Ace bunu bekliyordu, bu yüzden paniklemiş bir yüzle hemen cevap verdi, “Y-genç Leydi, ben-sana öğretmek istemediğimden değil, sadece ne sana ne de başka birine öğretemem. Bu Farkında olmadan öğrendiğim bir beceri, hatta nasıl yapacağımı bilmiyorum. Bu beceri bana beş yaşındayken geldi.”
Gracie’nin yüzü düştü ve Ace’in “Öyleyse bana öğretemeyeceksen neden bana gösterdin? Benden çalmak mı istiyorsun?” Kılıcının kabzasını daha güçlü kavrıyor. Ace ona makul bir cevap vermeseydi, kendini tutmadan ona saldırırdı.
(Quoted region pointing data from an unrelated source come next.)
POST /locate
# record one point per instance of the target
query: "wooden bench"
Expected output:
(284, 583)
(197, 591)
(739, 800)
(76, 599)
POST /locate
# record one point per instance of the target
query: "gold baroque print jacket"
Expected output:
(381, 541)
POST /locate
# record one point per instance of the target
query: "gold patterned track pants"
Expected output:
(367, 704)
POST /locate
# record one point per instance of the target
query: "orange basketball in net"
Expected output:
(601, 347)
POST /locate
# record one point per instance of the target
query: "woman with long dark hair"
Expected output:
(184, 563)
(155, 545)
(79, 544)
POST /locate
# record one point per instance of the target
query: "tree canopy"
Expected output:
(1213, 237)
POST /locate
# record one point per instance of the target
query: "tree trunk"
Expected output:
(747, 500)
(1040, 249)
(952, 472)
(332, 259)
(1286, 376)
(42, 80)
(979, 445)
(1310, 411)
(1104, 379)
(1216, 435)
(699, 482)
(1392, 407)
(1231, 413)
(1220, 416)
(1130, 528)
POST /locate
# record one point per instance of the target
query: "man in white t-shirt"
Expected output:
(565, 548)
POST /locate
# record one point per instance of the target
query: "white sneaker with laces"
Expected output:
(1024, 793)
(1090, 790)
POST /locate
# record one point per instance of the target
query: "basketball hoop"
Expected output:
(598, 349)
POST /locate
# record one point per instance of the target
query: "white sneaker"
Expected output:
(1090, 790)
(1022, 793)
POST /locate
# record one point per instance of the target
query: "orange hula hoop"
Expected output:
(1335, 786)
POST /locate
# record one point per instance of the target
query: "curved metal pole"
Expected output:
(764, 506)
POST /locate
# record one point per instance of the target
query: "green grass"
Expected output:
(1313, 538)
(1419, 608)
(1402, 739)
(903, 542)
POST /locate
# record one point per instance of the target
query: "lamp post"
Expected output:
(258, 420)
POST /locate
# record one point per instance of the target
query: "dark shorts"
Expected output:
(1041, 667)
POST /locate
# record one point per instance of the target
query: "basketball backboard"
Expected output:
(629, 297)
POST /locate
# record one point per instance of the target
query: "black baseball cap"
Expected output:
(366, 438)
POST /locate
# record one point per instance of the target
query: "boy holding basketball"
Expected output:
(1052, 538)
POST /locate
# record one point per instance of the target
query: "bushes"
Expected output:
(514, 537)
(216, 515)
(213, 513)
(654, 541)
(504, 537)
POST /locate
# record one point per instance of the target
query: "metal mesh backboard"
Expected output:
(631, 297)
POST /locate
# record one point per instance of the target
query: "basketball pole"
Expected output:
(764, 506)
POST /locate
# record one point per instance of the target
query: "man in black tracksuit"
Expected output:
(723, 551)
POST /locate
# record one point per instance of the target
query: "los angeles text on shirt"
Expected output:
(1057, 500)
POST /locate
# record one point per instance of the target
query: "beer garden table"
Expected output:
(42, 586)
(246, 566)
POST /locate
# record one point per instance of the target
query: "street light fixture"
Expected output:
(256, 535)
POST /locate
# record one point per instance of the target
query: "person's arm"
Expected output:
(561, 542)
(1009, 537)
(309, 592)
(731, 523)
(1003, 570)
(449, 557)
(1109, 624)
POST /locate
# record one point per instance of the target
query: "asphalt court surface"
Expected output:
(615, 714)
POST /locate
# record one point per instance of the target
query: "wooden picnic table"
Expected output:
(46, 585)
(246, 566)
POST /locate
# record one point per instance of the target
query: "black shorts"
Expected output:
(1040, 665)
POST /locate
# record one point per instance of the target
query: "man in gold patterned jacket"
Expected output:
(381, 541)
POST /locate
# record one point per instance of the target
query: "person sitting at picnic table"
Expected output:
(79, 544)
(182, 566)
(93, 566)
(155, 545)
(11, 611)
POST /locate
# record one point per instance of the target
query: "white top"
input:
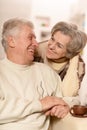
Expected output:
(21, 88)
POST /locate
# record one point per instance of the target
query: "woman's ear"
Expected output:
(11, 41)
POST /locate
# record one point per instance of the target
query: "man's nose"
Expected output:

Ace, dehşete kapılmış, midesi bulanmış bir yüz ifadesiyle ona ‘asıl amacını’ anlattı, “Genç bayan, senden çalmak istemedim! Bunu sana gösterdim çünkü dövüşmekte iyi değilim ve buraya geldikten sonra hepsini gördüm. diğer ‘çorak kardeşler’ koşulları… Ölümden korkuyordum, bu yüzden yeterince değer gösterirsem bu kavgadan kurtulabilirim ve o binadaki tüm o ‘kardeşler’den biraz rahat yaşayabilirim diye düşündüm.” Gerçek ‘amacı’nı açıklarken şiddetle başını salladı.
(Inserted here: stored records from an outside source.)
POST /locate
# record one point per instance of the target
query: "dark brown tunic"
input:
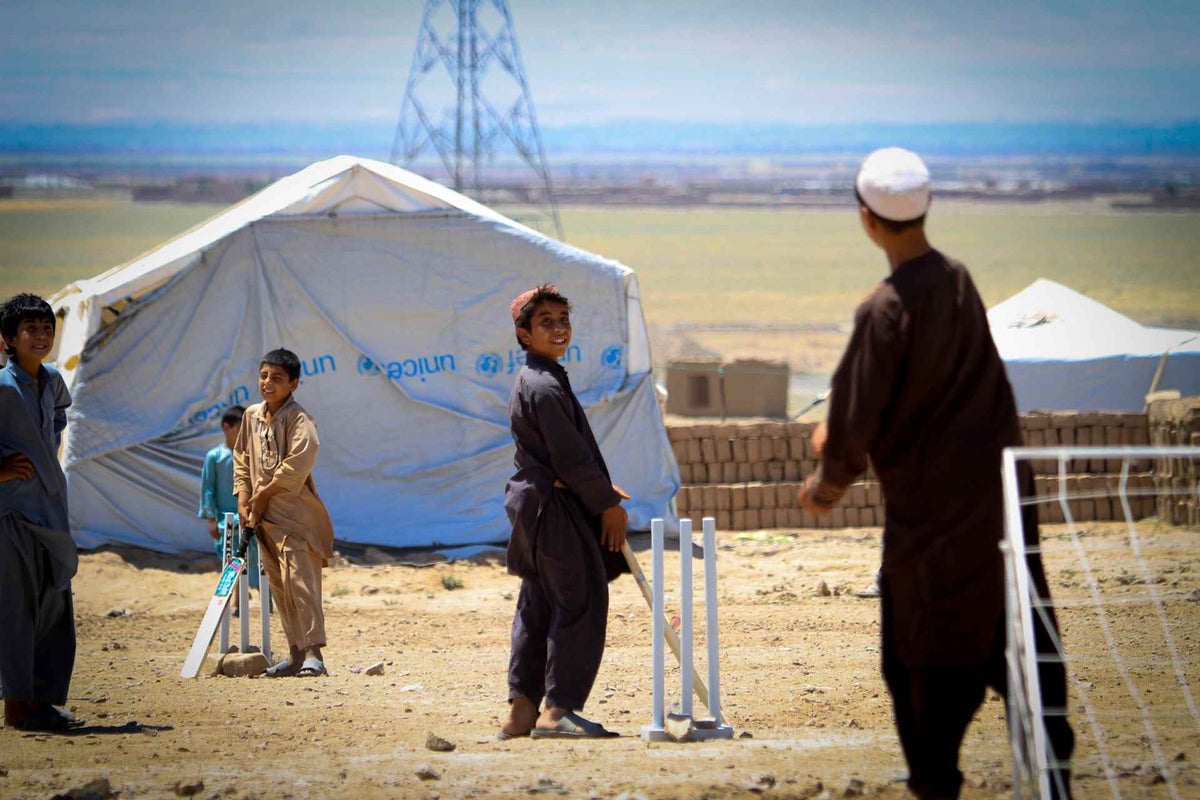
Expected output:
(553, 441)
(555, 500)
(923, 392)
Beklendiği gibi Gracie, Ace’in açıklamasını duyduktan sonra biraz sakinleşmiş görünüyor çünkü bu son derece mantıklıydı; yaşamak istiyorsa değerini göstermesi gerekir,
Gracie ayrıca Ace’in cevabında herhangi bir yalan olduğundan şüphelenmedi. Çünkü kendisi şimdiden ondan fazla çorak araziliyi öldürdü.
Gracie sonunda sakinleşti ve derin bir sesle, “Öyleyse demek istediğin şu; başkalarından çalabilir ve o şeyleri bana verebilirsin. Karşılığında, diğer kölelerden daha iyi muamele görmek istiyorsun? Bir pozisyonda olduğunu düşünüyor musun? benimle anlaşmak için mi?!”
“Çalıntı şeyimi Genç Bayan’a verdiğimi kim söyledi? Yakalanırsam kimse çalınan eşyalarının nerede olduğunu bilmez, değil mi? Ve kimse benim konuşabildiğimi bilmez, değil mi genç bayan?” O anlamlı ama anlamsız sözleri söyledikten sonra Gracie’ye saygıyla gülümsedi.
Gracie, Ace’in kurnazlığına hayret etmişti. “Başkalarının gözünde dilsiz kalacağını ve çalınan tüm o şeyleri bana vereceğini ve kimsenin haberi olmayacağını mı söylüyor?” Ama bana ihanet eder ve durumu anlatırsa, başım büyük belaya girer. Peki ona nasıl güvenebilirim?’ Düşündü.
Ace, onun aklını okumuş gibi hızla konuştu, “Genç Bayan, şu köle işaretlerinden birini üzerime dikebilirsin!”
Ace’in kararlılığı Gracie’yi bir kez daha şaşırttı.